宇宙混沌
Eyecatch

第1章:白の亡霊 [2/4]

「しっかし、こんな危険な依頼受けちまって、本当に大丈夫なのか?」
 ラカムは剣を磨いているカタリナに問うた。
「受けたのはジータだ。彼女に直接訊けば良いだろう」
 アウギュステでのバカンスを終えて、一発目の大仕事。何故かラカムはアウギュステでの一件以来、ジータとまともに会話をしたがらない。
 そして、それはジータの側も同じだった。
「急に頼んでごめんね、スツルム」
「別に良い。丁度ドランクの奴も留守にしてたからな」
 頼まれたら断れない性質なので引き受けてしまったが、正直、今回の依頼はジータの騎空団には荷が重すぎた。そこで、慌ててスツルムに助力を乞うたところ、彼女は快く引き受けてくれた。
「それに、死んでもお前が居れば生き返れるからな」
 ジータは苦笑する。勿論、そうでなければこんな危険な任務に大切な仲間を行かせたりしない。
「勿論、負けを悟った時点で降参する」
 スツルムは停泊しているグランサイファーの窓の外を見る。目的地である円形の大きな建物を睨み付けた。
「尤も、降参した所で手を止めてくれるような、優しい人間ばかりだとは思うなよ」

「すっげぇ人出だな」
 ジータに抱かれたビィが思わず漏らした。彼等は例の大きな建物の中に居た。
 建物は外壁に沿ってぐるりと観客席が設けられており、中央には石畳が敷かれた舞台があった。所謂スタジアムという物である。
「はい……こんなに沢山、居るんですね……」
 ルリアが震える声で呟く。ジータは彼女の手を握った。
「無理して居なくても良いんだよ、ルリア」
「いえ。居ます。だってカタリナが戦うから」
 これから始まるのは、スポーツやショーと言った平和な見世物ではない。
 アンダーグラウンドで行われるエンターテイメント、相手を死に追いやっても良いという競技規則[レギュレーション]の剣術トーナメントだ。
 此処ではあらゆる犯罪が横行する。試合中の殺人を始め、違法賭博、危険なドーピング薬の売買……。それを秩序の騎空団も見逃しておくわけには行かなかったのだが、規制にはかなりの苦戦を強いられていた。
 まず、主催者の素性がさっぱり掴めない。競技場の場所も毎回変わり、次にいつどこで行われるのかは闇の世界に生きていなければその存在すら知る事が出来なかった。今回はモニカが苦心してやっと掴んだ情報を元にリーシャ経由で依頼があり、トーナメント参加者として登録する事でやっとこの地に辿り着く事が出来た。
「優勝すれば主催者の奢りでディナーにご招待ってか……」
 ジータ達の後ろの席に座ったラカムが呟く。他にもとんでもない額の賞金が出るとかなんとか。それで腕試しも兼ねて出場する輩は少なくない。
「そこで上手く主催者の野郎をとっ捕まえられれば良いが」
「まず優勝できるかだよなぁ」
 相手を故意に死なせても良い、という、常識から考えればあり得ない程緩い規定がある割に、他の部分については妙に厳しいレギュレーションがある大会だった。
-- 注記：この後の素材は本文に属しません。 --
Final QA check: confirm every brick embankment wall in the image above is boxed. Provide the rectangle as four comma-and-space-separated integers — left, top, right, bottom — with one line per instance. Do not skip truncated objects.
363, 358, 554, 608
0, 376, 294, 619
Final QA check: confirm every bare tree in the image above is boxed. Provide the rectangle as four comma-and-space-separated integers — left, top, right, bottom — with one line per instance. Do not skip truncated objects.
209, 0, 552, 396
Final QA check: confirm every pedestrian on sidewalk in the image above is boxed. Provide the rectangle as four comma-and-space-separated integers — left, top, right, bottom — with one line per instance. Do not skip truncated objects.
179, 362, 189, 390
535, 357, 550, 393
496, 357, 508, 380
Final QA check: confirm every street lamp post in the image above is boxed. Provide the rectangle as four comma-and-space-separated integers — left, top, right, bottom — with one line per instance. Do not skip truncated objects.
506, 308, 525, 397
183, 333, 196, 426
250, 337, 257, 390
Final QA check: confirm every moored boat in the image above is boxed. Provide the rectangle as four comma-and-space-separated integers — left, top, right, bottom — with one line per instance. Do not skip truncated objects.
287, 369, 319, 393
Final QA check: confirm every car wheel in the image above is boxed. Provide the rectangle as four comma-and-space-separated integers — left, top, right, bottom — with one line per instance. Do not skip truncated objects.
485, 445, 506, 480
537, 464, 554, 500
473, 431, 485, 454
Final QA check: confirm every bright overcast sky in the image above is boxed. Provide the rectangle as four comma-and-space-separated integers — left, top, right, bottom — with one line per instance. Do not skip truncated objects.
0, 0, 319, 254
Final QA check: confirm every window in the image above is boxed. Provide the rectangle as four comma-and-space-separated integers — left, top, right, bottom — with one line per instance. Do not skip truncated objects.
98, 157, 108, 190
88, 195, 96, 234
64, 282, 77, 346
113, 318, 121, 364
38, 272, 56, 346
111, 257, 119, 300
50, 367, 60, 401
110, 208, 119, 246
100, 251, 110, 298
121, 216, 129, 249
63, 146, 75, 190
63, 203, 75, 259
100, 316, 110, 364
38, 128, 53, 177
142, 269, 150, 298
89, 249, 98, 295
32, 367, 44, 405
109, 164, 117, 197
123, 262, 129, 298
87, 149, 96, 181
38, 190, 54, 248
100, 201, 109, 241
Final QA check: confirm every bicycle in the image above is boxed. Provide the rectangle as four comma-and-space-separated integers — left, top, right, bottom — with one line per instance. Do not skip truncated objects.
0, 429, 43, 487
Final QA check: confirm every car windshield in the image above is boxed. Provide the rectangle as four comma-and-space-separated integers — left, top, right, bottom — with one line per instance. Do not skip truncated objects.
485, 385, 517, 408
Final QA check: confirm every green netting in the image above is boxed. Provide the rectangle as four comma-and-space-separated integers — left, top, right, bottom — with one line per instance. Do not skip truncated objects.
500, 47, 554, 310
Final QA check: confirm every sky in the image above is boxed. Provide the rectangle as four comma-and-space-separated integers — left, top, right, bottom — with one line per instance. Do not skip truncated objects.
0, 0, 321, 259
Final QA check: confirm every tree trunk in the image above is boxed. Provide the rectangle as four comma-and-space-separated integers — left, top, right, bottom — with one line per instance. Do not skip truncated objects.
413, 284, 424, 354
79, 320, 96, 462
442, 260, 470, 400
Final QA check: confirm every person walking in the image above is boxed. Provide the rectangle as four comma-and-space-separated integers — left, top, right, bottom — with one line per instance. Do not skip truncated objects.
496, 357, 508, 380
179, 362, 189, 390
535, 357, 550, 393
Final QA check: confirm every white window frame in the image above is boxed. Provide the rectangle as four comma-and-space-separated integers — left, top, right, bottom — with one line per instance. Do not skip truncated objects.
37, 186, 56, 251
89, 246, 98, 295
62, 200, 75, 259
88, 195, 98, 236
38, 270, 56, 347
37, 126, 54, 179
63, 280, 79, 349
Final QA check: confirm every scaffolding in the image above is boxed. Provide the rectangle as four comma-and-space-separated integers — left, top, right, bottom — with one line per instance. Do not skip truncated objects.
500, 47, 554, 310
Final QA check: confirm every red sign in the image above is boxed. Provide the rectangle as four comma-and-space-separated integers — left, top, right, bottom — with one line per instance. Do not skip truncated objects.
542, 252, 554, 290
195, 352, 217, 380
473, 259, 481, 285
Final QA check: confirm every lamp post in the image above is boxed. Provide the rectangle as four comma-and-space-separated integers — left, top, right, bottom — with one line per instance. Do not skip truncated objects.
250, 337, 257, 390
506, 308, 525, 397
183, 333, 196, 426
 まず、使える武器は刃物一つのみ。大きさや形状は問わないが、仕掛けがあったり魔法で力を増幅させている物は使用不可だ。当然魔法の使用も禁止である。
 次に、勝敗の基準が厳格に定められている。どちらかが降参した時、膝か背中を床につけて十秒以上立ち上がれなかった時、そして死んだ時。開始の合図があるまでに攻撃を開始したり、途中で舞台から降りたりした場合はその時点で失格となる。
 そして最後に、舞台の外に居る人間を傷付けてはならない。これには巨額の罰金などの重い罰則が定められていた。但し、相手が舞台の上に居る間の殺生については自由だ。
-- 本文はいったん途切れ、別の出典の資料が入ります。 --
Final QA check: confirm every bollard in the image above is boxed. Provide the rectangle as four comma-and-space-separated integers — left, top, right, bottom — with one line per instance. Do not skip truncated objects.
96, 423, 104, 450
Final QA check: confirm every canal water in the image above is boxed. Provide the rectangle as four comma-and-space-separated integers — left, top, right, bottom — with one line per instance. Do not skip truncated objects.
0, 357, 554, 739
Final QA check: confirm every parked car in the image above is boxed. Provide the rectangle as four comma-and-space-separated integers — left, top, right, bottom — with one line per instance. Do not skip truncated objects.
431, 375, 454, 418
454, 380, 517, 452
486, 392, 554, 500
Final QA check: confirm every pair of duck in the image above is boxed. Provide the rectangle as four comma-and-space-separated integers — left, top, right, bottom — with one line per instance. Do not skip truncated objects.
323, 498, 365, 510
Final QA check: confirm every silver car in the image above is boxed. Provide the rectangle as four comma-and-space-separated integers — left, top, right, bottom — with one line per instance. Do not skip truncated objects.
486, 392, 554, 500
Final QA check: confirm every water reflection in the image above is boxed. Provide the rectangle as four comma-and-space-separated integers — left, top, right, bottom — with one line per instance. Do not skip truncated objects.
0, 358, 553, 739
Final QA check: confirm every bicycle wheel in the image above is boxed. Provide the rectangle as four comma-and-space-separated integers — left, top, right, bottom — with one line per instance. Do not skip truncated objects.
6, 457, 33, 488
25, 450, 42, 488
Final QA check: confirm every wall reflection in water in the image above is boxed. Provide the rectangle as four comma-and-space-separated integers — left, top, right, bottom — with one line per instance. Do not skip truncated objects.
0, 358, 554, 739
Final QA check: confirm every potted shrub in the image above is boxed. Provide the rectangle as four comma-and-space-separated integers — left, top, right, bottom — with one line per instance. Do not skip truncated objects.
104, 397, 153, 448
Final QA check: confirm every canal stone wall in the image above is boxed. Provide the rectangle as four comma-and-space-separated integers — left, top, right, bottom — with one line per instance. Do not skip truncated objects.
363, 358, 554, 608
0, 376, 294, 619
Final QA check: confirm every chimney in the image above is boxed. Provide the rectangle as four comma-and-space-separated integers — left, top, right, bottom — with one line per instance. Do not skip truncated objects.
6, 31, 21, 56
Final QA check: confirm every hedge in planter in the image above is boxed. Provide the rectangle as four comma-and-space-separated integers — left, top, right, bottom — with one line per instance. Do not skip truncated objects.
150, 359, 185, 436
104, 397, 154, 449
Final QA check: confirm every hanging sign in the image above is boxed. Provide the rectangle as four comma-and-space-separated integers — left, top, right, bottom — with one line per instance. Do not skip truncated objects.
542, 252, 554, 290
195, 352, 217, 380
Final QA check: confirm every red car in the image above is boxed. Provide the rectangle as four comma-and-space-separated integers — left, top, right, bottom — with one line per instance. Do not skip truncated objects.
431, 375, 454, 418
 そういう厳しいルールがあったため、騎空団の中でも参加登録できる人間は限られていた。助っ人のスツルムを覗くと、騎空団からはカタリナ、ジャミル、残虐三兄弟の三人、ナルメア、ユイシス、ロザミアのみ参加している。なお、人間以外の参加は認められなかったので、星晶獣の仲間も客席で一緒に観戦だ。
「みなさんの当たる相手、怖くない人だと良いですね……」
 ルリアが言いながら対戦表を眺めている。ジータも隣から覗き込んだ。
「いきなりアオイドスの試合から始まるんだ。相手は……」
 そこには「セレスト」と書かれていた。
「星晶獣と同じ名前だな」
「ビィったら。人の名前でもあるよ」
 試合開始が間もない事を告げるアナウンスが流れる。慌てて席を確保する人達の波が落ち着いた時、対戦する両者が舞台上に現れた。